By the time Pietro entered my chamber, I was ready. He led me downstairs to a room carpeted with Oriental rugs and walled with books, bound in leather and writ upon their spines in gold ink. A fire roared in the fireplace, making the room warm. Objects decorated the mantelpiece: porcelain figurines, a golden mask, and metallic devices that seemed to have scientific purposes I could not fathom. Fascinating as these items were, I gave them barely a glance.

He sat in a chair by the fire, and his hat and cloak were gone, so for the first time I truly got a look at him. Even sitting back in his chair he was tall, his long legs stretched out toward the fire, one large hand resting upon his thigh. He was still clad in riding attire—a form-fitting coat, breeches, and boots all in black— and as I drew near him I caught the rich scents of leather and horses. His dark hair was held back by a ribbon, and the firelight played across a bearded face that was too strong and sharply hewn to be handsome, but which was nonetheless striking.

As I approached, he turned his eyes—gold as old coins— upon me. I froze, and it was then I noticed there was something in one of his hands. It was a cloth of silver.

“I believe this is yours, James,” he said, holding out the cloth.

I hesitated, then stepped forward and took the cloth from him. Relief flooded through me at its cool touch. I had feared that, in my fever, I had left it behind in the crib.

“Pietro found it tucked inside your shirt when we brought you here three nights ago. I fear we had to burn your other clothes. But not this.” His amber eyes locked on me. “It was without stain or rent.”

“My mother gave it to me.”

He nodded, then turned his gaze to the fire, as if this were all he had required of me. I stood silently, until I could bear it no longer.

“Why have your brought me here, Master?” I blurted out.

“Can you read?” He did not take his gaze from the fire.

I frowned, puzzled by this question. “A little. My mother taught me some words when I was very young.”

“Good. Then you shall read, James. You shall begin on the morrow. Pietro will help you.”
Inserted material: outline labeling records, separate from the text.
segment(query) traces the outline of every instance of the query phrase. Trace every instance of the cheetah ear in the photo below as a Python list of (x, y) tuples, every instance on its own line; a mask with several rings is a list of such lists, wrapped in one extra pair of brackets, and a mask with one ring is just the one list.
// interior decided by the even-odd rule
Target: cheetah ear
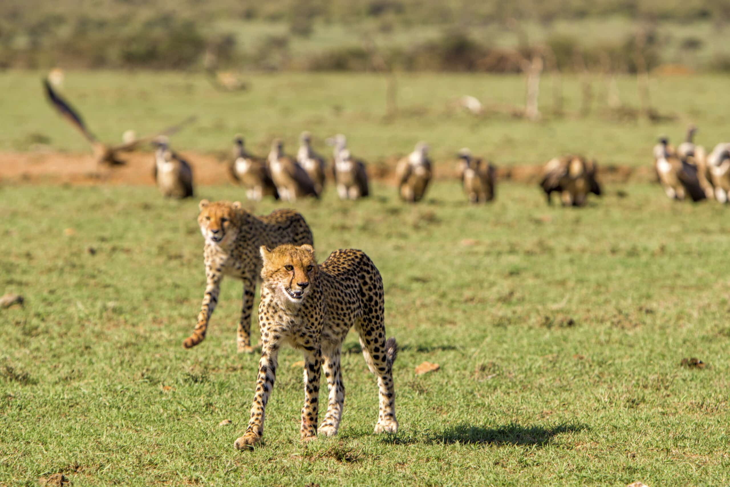
[(261, 259), (266, 262), (271, 257), (272, 251), (269, 250), (269, 248), (266, 245), (261, 245), (258, 248), (258, 253), (261, 254)]

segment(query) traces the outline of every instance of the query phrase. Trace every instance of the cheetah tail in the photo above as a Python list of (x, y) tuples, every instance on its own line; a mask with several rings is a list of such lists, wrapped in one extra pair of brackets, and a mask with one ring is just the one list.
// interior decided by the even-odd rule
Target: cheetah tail
[(396, 361), (397, 356), (398, 344), (396, 343), (396, 339), (391, 337), (385, 342), (385, 361), (389, 369), (393, 368), (393, 362)]

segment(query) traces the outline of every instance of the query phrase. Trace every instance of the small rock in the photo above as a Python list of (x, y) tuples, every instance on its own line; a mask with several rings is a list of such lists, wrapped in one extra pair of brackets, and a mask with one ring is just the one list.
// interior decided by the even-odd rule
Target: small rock
[(38, 479), (38, 482), (42, 486), (47, 486), (47, 487), (66, 487), (71, 483), (71, 481), (62, 473), (55, 473), (48, 478), (41, 477)]
[(9, 308), (13, 304), (23, 304), (25, 301), (23, 297), (20, 294), (13, 294), (12, 293), (8, 293), (5, 296), (0, 298), (0, 308)]
[(431, 364), (431, 362), (423, 362), (418, 367), (415, 368), (415, 375), (420, 375), (421, 374), (426, 374), (428, 372), (436, 372), (440, 368), (438, 364)]
[(680, 362), (680, 365), (688, 369), (704, 369), (705, 367), (705, 363), (697, 357), (683, 358), (682, 361)]

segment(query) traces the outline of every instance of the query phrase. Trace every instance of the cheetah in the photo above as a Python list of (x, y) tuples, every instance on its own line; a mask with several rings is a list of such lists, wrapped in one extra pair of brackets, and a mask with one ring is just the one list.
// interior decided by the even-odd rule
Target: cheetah
[[(342, 341), (350, 327), (360, 335), (363, 356), (377, 375), (380, 413), (375, 432), (395, 433), (393, 362), (397, 345), (385, 340), (383, 280), (375, 265), (361, 250), (333, 252), (317, 264), (311, 245), (285, 245), (273, 250), (261, 246), (261, 358), (258, 364), (251, 415), (243, 436), (234, 446), (250, 448), (261, 440), (265, 408), (274, 388), (279, 348), (289, 345), (304, 356), (304, 405), (301, 439), (318, 433), (337, 434), (345, 403), (339, 367)], [(317, 428), (320, 368), (329, 388), (327, 412)]]
[(208, 321), (215, 309), (224, 275), (243, 281), (243, 307), (238, 323), (239, 352), (253, 351), (251, 347), (251, 308), (256, 281), (261, 269), (258, 248), (262, 245), (313, 243), (312, 231), (304, 217), (293, 210), (277, 210), (256, 216), (241, 207), (239, 202), (200, 202), (198, 223), (205, 238), (205, 294), (193, 334), (182, 342), (185, 348), (205, 338)]

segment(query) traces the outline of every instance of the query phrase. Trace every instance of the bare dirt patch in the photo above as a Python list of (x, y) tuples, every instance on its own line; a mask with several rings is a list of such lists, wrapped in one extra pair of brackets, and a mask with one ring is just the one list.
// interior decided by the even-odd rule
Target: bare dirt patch
[[(180, 155), (193, 167), (195, 181), (201, 185), (226, 184), (231, 180), (227, 161), (215, 154), (184, 151)], [(154, 156), (149, 152), (134, 152), (123, 155), (126, 164), (114, 168), (97, 167), (91, 154), (53, 151), (0, 152), (0, 180), (28, 184), (95, 185), (99, 183), (120, 185), (154, 185)], [(372, 161), (370, 177), (393, 183), (398, 158)], [(523, 164), (497, 168), (497, 177), (527, 184), (537, 183), (542, 174), (542, 164)], [(646, 182), (655, 177), (650, 166), (631, 167), (625, 165), (599, 166), (599, 177), (602, 183)], [(437, 180), (458, 177), (454, 161), (438, 161), (434, 171)]]

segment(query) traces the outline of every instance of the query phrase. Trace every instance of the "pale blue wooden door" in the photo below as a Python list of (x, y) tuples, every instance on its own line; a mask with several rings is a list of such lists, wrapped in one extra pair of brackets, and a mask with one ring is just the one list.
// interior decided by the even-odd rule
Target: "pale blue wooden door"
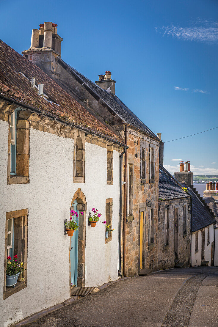
[[(71, 210), (79, 212), (77, 210), (77, 202), (75, 200), (72, 204)], [(77, 220), (76, 217), (74, 219)], [(78, 229), (74, 231), (71, 239), (71, 250), (70, 251), (70, 272), (71, 282), (75, 286), (77, 285), (77, 266), (78, 264)]]

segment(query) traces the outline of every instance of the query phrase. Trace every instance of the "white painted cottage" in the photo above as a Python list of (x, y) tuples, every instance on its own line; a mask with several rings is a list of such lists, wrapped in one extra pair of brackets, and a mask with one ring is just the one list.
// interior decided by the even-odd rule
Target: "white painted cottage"
[[(69, 298), (71, 283), (97, 286), (118, 279), (125, 146), (85, 104), (1, 41), (0, 62), (0, 326), (6, 327)], [(115, 229), (107, 239), (104, 225), (89, 225), (93, 207)], [(79, 217), (72, 240), (64, 228), (71, 209)], [(15, 255), (24, 280), (6, 287), (7, 257)]]

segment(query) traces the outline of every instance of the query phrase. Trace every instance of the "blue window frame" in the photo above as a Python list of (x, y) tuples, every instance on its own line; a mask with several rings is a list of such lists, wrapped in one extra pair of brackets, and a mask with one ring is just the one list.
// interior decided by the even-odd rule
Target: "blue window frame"
[(11, 115), (10, 130), (10, 175), (16, 175), (16, 161), (17, 154), (17, 110)]
[(14, 219), (8, 220), (7, 257), (10, 256), (13, 261), (14, 253)]

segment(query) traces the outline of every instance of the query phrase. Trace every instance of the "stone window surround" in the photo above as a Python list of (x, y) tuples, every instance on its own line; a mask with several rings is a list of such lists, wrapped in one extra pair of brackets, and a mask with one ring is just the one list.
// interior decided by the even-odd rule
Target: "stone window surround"
[[(151, 143), (149, 143), (149, 183), (150, 184), (154, 184), (155, 183), (155, 147), (154, 145), (152, 144), (151, 146)], [(150, 175), (151, 175), (151, 149), (154, 149), (154, 179), (151, 179), (150, 178)]]
[[(185, 223), (185, 221), (184, 221), (184, 219), (185, 219), (185, 215), (184, 214), (184, 207), (185, 207), (185, 206), (186, 206), (186, 229), (185, 229), (185, 228), (185, 228), (185, 223)], [(186, 236), (187, 236), (187, 202), (186, 202), (186, 203), (183, 202), (183, 207), (182, 207), (182, 210), (183, 210), (183, 214), (182, 214), (182, 215), (183, 215), (183, 216), (182, 216), (182, 223), (182, 223), (182, 225), (183, 225), (183, 238), (185, 237)]]
[[(17, 108), (16, 108), (17, 109)], [(17, 123), (16, 174), (10, 175), (11, 115), (9, 115), (9, 140), (8, 148), (7, 184), (27, 184), (29, 182), (29, 124), (27, 120), (19, 119)]]
[[(78, 137), (80, 137), (82, 139), (82, 144), (83, 150), (82, 154), (82, 158), (81, 158), (80, 161), (82, 163), (82, 176), (77, 177), (76, 176), (76, 147), (77, 144), (77, 139)], [(85, 132), (83, 131), (77, 129), (74, 133), (74, 150), (73, 150), (73, 182), (82, 183), (85, 182)]]
[[(197, 253), (198, 252), (198, 231), (196, 232), (195, 233), (195, 253)], [(196, 246), (197, 246), (197, 248)]]
[(208, 245), (210, 244), (210, 226), (208, 226)]
[[(111, 211), (110, 213), (110, 225), (111, 225), (111, 227), (112, 229), (113, 228), (113, 199), (112, 198), (110, 198), (106, 199), (105, 200), (105, 218), (107, 216), (107, 204), (108, 203), (111, 203)], [(107, 222), (106, 222), (106, 224), (107, 224)], [(108, 233), (108, 236), (107, 239), (106, 238), (105, 239), (105, 244), (106, 244), (107, 243), (108, 243), (110, 241), (112, 241), (112, 234), (113, 232), (111, 232), (110, 233), (110, 232)]]
[[(164, 249), (166, 249), (167, 247), (169, 246), (169, 211), (170, 209), (169, 207), (168, 207), (168, 205), (165, 206), (165, 207), (164, 208)], [(168, 220), (167, 220), (166, 222), (166, 224), (167, 224), (167, 226), (166, 226), (166, 231), (165, 228), (165, 215), (166, 214), (166, 213), (167, 213), (167, 214), (168, 215), (168, 217), (167, 218), (168, 218)], [(167, 233), (166, 237), (166, 242), (165, 243), (165, 232)]]
[[(28, 225), (28, 209), (23, 209), (21, 210), (14, 211), (9, 211), (6, 213), (5, 225), (5, 270), (4, 271), (4, 283), (3, 286), (3, 300), (7, 299), (9, 296), (16, 293), (22, 289), (27, 287), (27, 225)], [(19, 245), (19, 250), (22, 250), (21, 259), (24, 263), (24, 271), (22, 273), (22, 276), (24, 278), (23, 282), (21, 281), (21, 275), (20, 274), (18, 282), (15, 287), (7, 287), (6, 286), (6, 266), (7, 262), (7, 243), (8, 235), (8, 220), (11, 218), (19, 219), (18, 226), (20, 228), (18, 230), (18, 236), (21, 236), (19, 239), (20, 244)], [(21, 234), (21, 235), (20, 235)], [(23, 247), (24, 245), (24, 248)], [(21, 249), (21, 248), (22, 248)], [(18, 257), (19, 254), (18, 253)], [(18, 257), (18, 260), (19, 258)]]
[[(143, 140), (141, 140), (140, 142), (140, 177), (141, 178), (141, 184), (145, 184), (146, 183), (146, 142)], [(144, 177), (142, 176), (142, 148), (145, 149), (145, 176), (144, 178), (143, 178)]]

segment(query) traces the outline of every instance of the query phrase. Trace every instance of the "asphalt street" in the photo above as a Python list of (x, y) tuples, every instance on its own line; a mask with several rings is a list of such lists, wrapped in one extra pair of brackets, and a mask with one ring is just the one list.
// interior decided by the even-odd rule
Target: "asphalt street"
[(48, 314), (28, 327), (218, 327), (218, 267), (130, 278)]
There was so much more I wished to ask him, but he seemed lost in thought, staring at the fire, then Pietro was there. Gently but firmly he led me from the library. He took me to the kitchen for supper, and eating temporarily quelled my curiosity, but it flared again as soon as Pietro guided me back to my chamber.

“Why does he want me to read, Pietro?” I asked as he helped me off with my coat.

“In this modern time, all fine young lords are expected to be well-read,” the gray-haired servant said.

However, that only raised new questions—I was no young lord—and after Pietro left, as I lay in the bed, I was certain there was something more to the master’s command. There had to be.

“If he wishes me to read,” I said aloud to the darkness, “then I shall read every book in the library.”

That was easier said than done. My mother’s teachings did not carry me so far as I had thought they would. I knew my letters, and while I could read simple sentences, the books in the manor’s library were filled with long and arcane words that were beyond my ability to pronounce, let alone comprehend. What was more, I could not write at all, not even my own name.

Pietro became my teacher. In the mornings, we sat in the drawing room off the manor’s vast main hall, or on fine days outside at a stone table in the garden. We drank tea, brought to us by one of the other household servants. I had never had tea before, and I liked it so much I soon forgot my cravings for whiskey.

My reading began with an English translation of Virgil, a poet who lived in the great city of Rome a long time ago. Pietro admired him, being from Italy himself, as he informed me.